How long the fermentation step takes is really up to personal preference, but in general, the longer you wait the better. 4 weeks is a good average estimate, but to give you an idea of how much it can range, Tabasco ages their hot sauce for up to three years.
After the fermentation period is up, the last of the key ingredients for hot sauce, vinegar, is added. Vinegar adds acidity but also stops the hot sauce from fermenting any further.
Depending on the type of consistency desired, the hot sauce might be strained at the end to create a smoother texture.
For those of you looking to try this at home, here are my favorite oak barrels for aging or fermenting:
- Sofia’s Findings American Premium Oak Aging Barrel
- Red Head Barrels Premium Charred American Oak Aging Barrel
- American Oak Barrel American Oak Whiskey Aging Barrel
Oak Chips in Hot Sauce (an Alternative to Barrels)
Using oak chips instead of an oak barrel is a creative alternative that many home hot sauce makers use.
Fermenting in an oak barrel can be more expensive and also messy, which is why smoking chips or oak chips are often used instead.
Aging hot sauce with smoking wood chips is really easy. You can follow your usual steps for fermenting hot sauce, and just add the chips to the jar for the fermentation step.
Let me get into some helpful tips to follow if fermenting hot sauce with oak chips.
If you have some plain pieces of oak, try toasting or charring the oak first (ideally over a fire for the best flavor) before adding them to your hot sauce. Or, you can soak the wood in your desired liquor (whiskey, bourbon, tequila, etc.). You can also buy these pre-made (charred or whiskey soaked). See my favorites below.
When charring the oak yourself, try a lightly toasted batch and a more charred batch. See which one gives you a flavor you like more.
For the amount of chips to use, if you have a pint mason jar, about 5 or 6 chips should be a good place to start. You can always go more or less for the next batch.
Experiment. Remember that a lot of this is all about experimenting. For each batch you make, have a separate test batch to try one aspect a little differently. It all comes down to personal preference.
Here are my favorite smoking chips that you can buy for your next fermented hot sauce batch:
- Jack Daniels Whiskey Barrel Barbecue Smoking Chips. Need I say more? These chips come from the Jack Daniels whiskey aging barrels themselves!
- Western Barbecue Smoking Wood Chips. I love these because you have a lot of different flavors here to experiment with.
Hopefully now you really understand the true meaning of barrel-aged hot sauce.

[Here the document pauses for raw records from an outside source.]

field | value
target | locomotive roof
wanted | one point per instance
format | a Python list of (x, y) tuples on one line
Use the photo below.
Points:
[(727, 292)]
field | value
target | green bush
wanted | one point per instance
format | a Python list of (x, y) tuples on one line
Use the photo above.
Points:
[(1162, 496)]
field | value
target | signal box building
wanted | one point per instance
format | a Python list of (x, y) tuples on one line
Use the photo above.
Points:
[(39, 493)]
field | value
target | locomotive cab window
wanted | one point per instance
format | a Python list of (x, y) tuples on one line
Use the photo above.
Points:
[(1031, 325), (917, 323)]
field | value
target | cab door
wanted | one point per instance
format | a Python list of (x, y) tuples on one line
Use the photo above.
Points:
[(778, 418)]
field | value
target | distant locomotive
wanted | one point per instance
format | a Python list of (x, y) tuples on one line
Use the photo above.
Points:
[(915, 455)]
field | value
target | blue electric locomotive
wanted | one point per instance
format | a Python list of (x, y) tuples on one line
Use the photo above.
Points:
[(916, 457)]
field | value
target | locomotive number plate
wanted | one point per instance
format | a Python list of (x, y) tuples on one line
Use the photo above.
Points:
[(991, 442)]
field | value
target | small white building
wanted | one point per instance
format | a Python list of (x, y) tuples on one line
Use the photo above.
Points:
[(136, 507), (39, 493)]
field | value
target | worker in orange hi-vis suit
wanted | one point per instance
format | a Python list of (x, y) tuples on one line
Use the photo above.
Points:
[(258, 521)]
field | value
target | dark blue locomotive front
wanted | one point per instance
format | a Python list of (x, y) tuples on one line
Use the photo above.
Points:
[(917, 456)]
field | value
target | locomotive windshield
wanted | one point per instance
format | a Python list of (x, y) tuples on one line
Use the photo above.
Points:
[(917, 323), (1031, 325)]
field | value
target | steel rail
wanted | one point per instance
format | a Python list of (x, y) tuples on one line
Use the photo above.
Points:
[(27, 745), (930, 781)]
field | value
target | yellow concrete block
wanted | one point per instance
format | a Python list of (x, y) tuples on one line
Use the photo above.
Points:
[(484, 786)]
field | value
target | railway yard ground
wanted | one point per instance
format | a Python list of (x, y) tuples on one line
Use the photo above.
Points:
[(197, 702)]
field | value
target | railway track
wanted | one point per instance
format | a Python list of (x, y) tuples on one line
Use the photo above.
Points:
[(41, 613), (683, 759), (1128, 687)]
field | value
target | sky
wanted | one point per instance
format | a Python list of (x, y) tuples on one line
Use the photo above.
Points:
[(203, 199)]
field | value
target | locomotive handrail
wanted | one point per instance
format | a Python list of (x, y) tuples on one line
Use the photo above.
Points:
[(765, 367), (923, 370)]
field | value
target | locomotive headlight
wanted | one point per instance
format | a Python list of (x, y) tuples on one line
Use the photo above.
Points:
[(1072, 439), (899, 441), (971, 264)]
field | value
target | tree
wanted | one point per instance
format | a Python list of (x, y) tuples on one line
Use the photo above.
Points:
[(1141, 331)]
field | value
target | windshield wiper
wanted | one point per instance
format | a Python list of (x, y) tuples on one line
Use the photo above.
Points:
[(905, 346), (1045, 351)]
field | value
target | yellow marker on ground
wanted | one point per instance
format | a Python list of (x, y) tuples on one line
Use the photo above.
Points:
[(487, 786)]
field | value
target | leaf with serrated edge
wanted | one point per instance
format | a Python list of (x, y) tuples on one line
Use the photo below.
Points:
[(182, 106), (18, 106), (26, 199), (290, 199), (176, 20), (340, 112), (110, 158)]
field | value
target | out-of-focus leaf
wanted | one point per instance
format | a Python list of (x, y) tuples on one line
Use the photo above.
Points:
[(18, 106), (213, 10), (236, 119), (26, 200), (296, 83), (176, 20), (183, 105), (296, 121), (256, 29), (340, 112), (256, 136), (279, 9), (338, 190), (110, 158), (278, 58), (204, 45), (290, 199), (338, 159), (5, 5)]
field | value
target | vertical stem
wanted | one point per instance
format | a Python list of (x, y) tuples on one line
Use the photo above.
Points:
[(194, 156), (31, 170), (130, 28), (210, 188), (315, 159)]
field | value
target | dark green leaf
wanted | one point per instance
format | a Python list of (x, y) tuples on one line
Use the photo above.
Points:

It’s all about the process of fermentation and layering in new flavors to your hot sauce.
What I really love is that you have options here, too. You can go the more traditional route and use an oak barrel, or you can use oak chips if you’re just starting out or looking for something a bit more manageable.
As I always say, it’s all about your personal preference and experimenting with different flavors and methods.